L’opportunité d’une transmission-reprise se mesure également en fonction du patrimoine immobilier et matériel des entreprises à céder. L’accès à un local et la qualité de son emplacement sont hautement stratégiques pour l’artisanat commercial. Dans cet artisanat souvent urbain ou de centre bourg (métiers de bouche, soins et services à la personne…), les disponibilités immobilières sont fortement contraintes et limitent les possibilités de création d’un local commercial ex-nihilo. En revanche, dans les activités ayant besoin principalement de lieux de stockage ou de bureaux, et/ou dont l’exercice se fait chez le client (bâtiment, coiffure à domicile…), l’accès à un local, à des aménagements et équipements dédiés, revêt moins d’importance. Dans ces activités, de nombreuses entreprises sont d’ailleurs localisées au domicile du chef d’entreprise. La création ex nihilo estsouvent privilégiée.

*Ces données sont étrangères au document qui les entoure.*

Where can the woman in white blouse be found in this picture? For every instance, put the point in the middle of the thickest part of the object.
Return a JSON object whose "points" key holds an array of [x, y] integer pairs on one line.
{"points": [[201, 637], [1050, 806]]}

  •  Les ¾ des transmissions ont lieu dans l’artisanat commercial

L’importance de ces critères est bien visible dans les statistiques des rachats de fonds de commerce. Selon l’étude précitée de la Chambre de métiers et de l’artisanat de la région Bretagne, l’artisanat commercial tenant boutique – les entreprises de l’alimentation et des services- représente près de 80% des installations par reprise, un taux bien supérieur à la part de ces activités dans le tissu d‘entreprise.

Source : CRMA Bretagne – NB : les reprises mentionnées sont des rachats de fonds de commerce. Les reprises par rachat de parts sociales ne sont pas compris dans ces chiffres.

L’étude confirme enfin que les entreprises transmises sont majoritairement des entreprises avec salariés, même si la part d’entreprises unipersonnelles n’est pas négligeable (42%). Les entreprises potentiellement les plus transmissibles sont les TPE de plus de 5 ans.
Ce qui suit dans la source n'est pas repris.